There was a fascinating edition of the Rest is Politics podcast recently in which Alastair Campbell and Rory Stewart interviewed former Prime Minister John Major. In it Major recalled how he realised within days of his 1992 victory that it would take a political miracle for the Conservatives to win again. As a consequence, he vowed to himself that he would do what he thought was right for the country, rather than favour a more politically expedient course. What followed was a series of painful and highly contentious decisions for which Major took a lot of flak, but which, in his telling at least, allowed the Conservatives to bequeath the next government an economy where inflation was under control, unemployment was low, and growth was building. Major is now fondly regarded as an elder statesman.
The message to the current incumbent of Number 10 was clear, but the same rationale could just as effectively be applied to climate policy.

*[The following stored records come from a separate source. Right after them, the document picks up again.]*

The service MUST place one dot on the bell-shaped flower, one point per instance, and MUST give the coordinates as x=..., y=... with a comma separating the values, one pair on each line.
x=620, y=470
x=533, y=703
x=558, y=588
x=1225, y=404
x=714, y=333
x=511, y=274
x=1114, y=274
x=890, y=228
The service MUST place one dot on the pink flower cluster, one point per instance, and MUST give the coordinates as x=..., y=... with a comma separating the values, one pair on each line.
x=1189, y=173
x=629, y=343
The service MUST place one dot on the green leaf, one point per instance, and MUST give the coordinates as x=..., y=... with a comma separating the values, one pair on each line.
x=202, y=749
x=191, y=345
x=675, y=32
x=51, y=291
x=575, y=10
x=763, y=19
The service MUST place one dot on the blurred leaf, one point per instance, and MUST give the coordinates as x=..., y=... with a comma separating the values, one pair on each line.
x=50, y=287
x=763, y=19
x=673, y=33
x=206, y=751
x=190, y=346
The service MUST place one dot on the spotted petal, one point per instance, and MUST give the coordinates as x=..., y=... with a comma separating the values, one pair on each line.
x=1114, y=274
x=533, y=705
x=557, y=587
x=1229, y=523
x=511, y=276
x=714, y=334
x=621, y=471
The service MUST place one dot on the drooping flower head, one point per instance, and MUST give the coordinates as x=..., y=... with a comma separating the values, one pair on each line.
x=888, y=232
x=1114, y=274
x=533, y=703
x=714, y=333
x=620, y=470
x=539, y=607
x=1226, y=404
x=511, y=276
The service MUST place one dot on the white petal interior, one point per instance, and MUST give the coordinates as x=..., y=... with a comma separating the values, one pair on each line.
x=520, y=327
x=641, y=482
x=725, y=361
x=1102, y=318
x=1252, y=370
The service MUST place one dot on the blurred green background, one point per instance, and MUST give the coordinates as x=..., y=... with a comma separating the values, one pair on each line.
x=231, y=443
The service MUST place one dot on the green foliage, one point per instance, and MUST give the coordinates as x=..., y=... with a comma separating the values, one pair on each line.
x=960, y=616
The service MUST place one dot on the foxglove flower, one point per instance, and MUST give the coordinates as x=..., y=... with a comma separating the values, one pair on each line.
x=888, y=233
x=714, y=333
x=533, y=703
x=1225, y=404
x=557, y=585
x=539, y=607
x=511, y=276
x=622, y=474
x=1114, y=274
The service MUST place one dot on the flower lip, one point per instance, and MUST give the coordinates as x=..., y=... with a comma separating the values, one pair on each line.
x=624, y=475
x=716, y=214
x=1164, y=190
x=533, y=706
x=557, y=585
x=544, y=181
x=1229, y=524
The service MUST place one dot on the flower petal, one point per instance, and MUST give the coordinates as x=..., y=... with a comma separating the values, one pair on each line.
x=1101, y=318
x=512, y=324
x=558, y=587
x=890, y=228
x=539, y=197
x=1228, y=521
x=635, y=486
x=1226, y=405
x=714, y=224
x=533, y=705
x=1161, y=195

The government knows what needs to be done to get the UK's decarbonisation trajectory back on track. Some of the policies required - planning reform, energy efficiency funding, the phase down of gas boilers - are politically difficult. But they remain the right thing to do and they promise to deliver massive long-term benefits. And yet the government remains too distracted or too scared to enact them. The chronic short termism of a Treasury that has overseen the slow economic deterioration of the past decade still reigns supreme.
Meanwhile, time is running out. One of the most startling warnings contained in today's report is that if medium term carbon targets are to be met the rate of emissions reductions delivered each year now needs to quadruple across all sectors of the economy, aside from electricity.
I used to argue that each year was equivalent to around three per cent of the available time to deliver on the UK's net zero targets. But time does what it does. Now each year is up to nearly four per cent of the time available. By the next election we will be at the point where every quarter sees one per cent of the time left tick away. In the face of the worst environmental crisis and what increasingly looks like one of the worst slow-burn economic crises the UK has ever faced, we simply cannot afford another year of inaction. This near-criminal complacency must end.